Thomas von Salis
In diversen Beiträgen stosse ich auf ethische Fragen, die in unserem psychiatrischen Beruf besonders komplex sind. Die neue Aufmerksamkeit, die ich dem Thema schenke, hat einen Vorläufer: meine Beschäftigung mit Delinquenz, besonders jugendlicher Delinquenz. Das Hinhören auf die impliziten, oft sogar unbewussten Überzeugungen hinsichtlich des Guten, Erlaubten, Verbotenen, Verwerflichen etc. sowie auf die ethische oder unethische Art im Arbeitsverhalten und in Entscheidungen mit einer gewissen Tragweite für das Gesundheitswesen und in letzter Konsequenz im Justizbereich, lohnt sich in der ganzen Ausdehnung des beruflichen und privaten Lebens. In den Beiträgen «A qualitative study among (para-)medical and non-medical professionals in Switzerland» und "The impact of established risk factors for psychosis on the 3-year outcomes» geht es um die diagnostische Präzisierung und die Optimierung der Massnahmen, ein ethisches Postulat. Zur Effizienz in der Pharmakotherapie wird zum Beispiel im Beitrag «Taux de valproate dans le traitement de maintien du trouble bipolaire - quel intérêt?» geschrieben.
Manchmal ist es der Analytiker, der uns auf ein moralisches Problem stösst, auf das wir gar nicht geachtet hatten. Oft kommt beim Studium der Zahlen in den Rechenschafts- und Geschäftsberichten ein Zweifel auf, der zu weiterem Denken anregt: Wie könnte man effizienter arbeiten, lange Wartelisten verkürzen, unnötigen Aufwand vermeiden.
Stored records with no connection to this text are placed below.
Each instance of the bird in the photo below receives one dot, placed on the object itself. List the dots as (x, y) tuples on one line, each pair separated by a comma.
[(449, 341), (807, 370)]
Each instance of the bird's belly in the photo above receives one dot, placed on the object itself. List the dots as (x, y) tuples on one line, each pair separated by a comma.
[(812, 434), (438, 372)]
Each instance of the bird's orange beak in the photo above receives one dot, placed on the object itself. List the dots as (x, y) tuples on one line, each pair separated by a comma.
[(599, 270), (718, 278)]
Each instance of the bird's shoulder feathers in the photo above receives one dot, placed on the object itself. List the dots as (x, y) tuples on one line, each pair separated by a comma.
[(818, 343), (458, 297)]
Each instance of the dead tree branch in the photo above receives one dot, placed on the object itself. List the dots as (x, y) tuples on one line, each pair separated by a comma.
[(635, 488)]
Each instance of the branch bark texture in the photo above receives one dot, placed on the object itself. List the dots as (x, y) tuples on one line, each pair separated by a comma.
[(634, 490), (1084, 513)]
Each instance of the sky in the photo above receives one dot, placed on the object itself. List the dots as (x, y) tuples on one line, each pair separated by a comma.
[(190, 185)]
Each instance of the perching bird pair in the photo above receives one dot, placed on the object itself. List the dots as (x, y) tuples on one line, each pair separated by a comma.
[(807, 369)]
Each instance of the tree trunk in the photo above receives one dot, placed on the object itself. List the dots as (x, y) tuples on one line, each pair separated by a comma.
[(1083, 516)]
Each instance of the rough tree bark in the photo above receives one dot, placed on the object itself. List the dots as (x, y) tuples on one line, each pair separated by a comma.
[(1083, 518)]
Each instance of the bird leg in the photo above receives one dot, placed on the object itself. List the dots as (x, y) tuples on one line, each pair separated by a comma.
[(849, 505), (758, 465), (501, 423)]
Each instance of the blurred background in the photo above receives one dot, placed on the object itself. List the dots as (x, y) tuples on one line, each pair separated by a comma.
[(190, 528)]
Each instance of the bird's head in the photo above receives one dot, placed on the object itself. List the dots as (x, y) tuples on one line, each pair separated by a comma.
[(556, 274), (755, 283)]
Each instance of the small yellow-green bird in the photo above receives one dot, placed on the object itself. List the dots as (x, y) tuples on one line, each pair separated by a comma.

Zweifel und Vorsicht sind nicht zuletzt auch im Hinblick auf mögliche Korruption und Machtmissbrauch angezeigt (siehe die Beiträge «Book review: Handbuch Häusliche Gewalt, Mellanie Büttner» und «Book review: Im Auftrag der Firma, Knuth Müller»). Das Engagement der Psychiater in Politik und Krieg ist ein ethisch befrachtetes Thema. Während in diesem Beitrag die Kollaboration mit dem US-Geheimdienst kritisch beleuchtet wird, habe ich in einer Buchbesprechung von Eisslers Buch übers Militär hervorgehoben, wie moralisch engagiert Eisslers Einsatz in der Armee gewesen ist. Ein differenziertes Urteil beruht auf dem Einbezug des grösseren Kontextes.
Was als ethisch vertretbar gilt oder nicht, wird nicht zuletzt von den Machtverhältnissen abhängen. Dürrenmatts Kaiser Romulus der Grosse sagt: «Was in meinem Hause klassisches Latein ist, bestimme ich» [1]. Dürrenmatt nennt ihn in den «Anmerkungen» einen «Weltenrichter» [2]. Die «Grösse» sieht Dürrenmatt in der weisen Bescheidung des letzten Kaisers von Rom, der eine friedliche Übergabe seines Amtes an den menschlichen und kultivierten Germanenfürsten Odoaker zustande bringt.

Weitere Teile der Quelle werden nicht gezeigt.